Henry's cellmate secretly taped Henry talking about a plot to set off pipe bombs in the food-court area of the Gallery during rush hour.

According to a portion of the transcript of the conversation in the cell - a portion not played for jurors - Henry said he was working with an unidentified man.

Henry: "He thought it was a good idea to plant the explosives, so I did some recon and scoped them out."

Williams: "Do you know where the explosives was gonna be placed?"

Henry: "Yeah... the Gallery. Around three o'clock and see how see how busy it is because he said that might be a good target."

The alleged Gallery plot was first disclosed in an Inquirer article published Wednesday. Information in the article was based on transcripts of the Henry-Williams recording and of a grand jury proceeding. Neither transcript was used during the trial, but the transcripts had been part of the public case file. Yesterday, in response to The Inquirer report, the judge sealed both transcripts.

Henry was arrested in October 2003 for a parole violation, shortly after ATF agents conducted a compliance inspection at Abington Gun Sports Inc. and noticed that a young woman had purchased two 12-gauge shotguns and three rifles, including an AK-47, in one month's time.
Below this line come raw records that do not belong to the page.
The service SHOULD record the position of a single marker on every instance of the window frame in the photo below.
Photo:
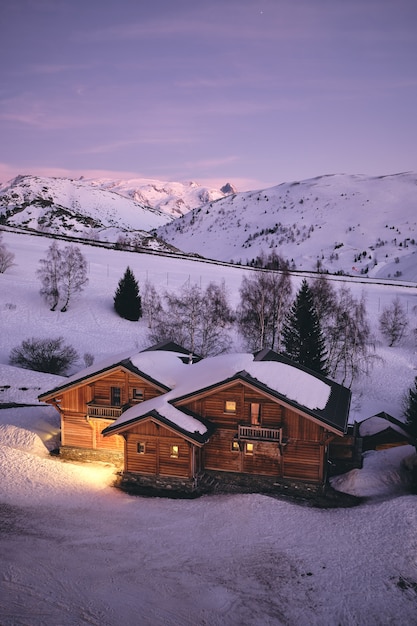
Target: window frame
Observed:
(255, 420)
(115, 394)
(138, 396)
(230, 411)
(249, 451)
(139, 445)
(174, 451)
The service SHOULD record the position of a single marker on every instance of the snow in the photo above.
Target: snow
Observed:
(296, 385)
(375, 424)
(74, 550)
The woman acknowledged that she bought them for Henry, who could not lawfully buy them because he had a felony criminal record.

Soon after, federal and state authorities searched Henry's home, found the weapons and more: a Point Blank bulletproof vest, $14,000 in pink dye-stained cash and photos of Henry and others holding weapons.

Williams, who was serving time for a parole violation at the same state prison as Henry, wrote to ATF agents and offered to wear the wire.

Under the guise of helping Henry prepare his legal case, the cellmate got Henry to talk about his crimes. Besides speaking about the alleged Gallery plot, Henry was recorded speaking about other crimes.

"The robberies of the fast food joints was to buy the guns... so we can actually pull off the bank robberies," Henry said on the tape. "The purpose of the bank robberies was to buy fake identification to leave the country, after we were gonna set the explosives."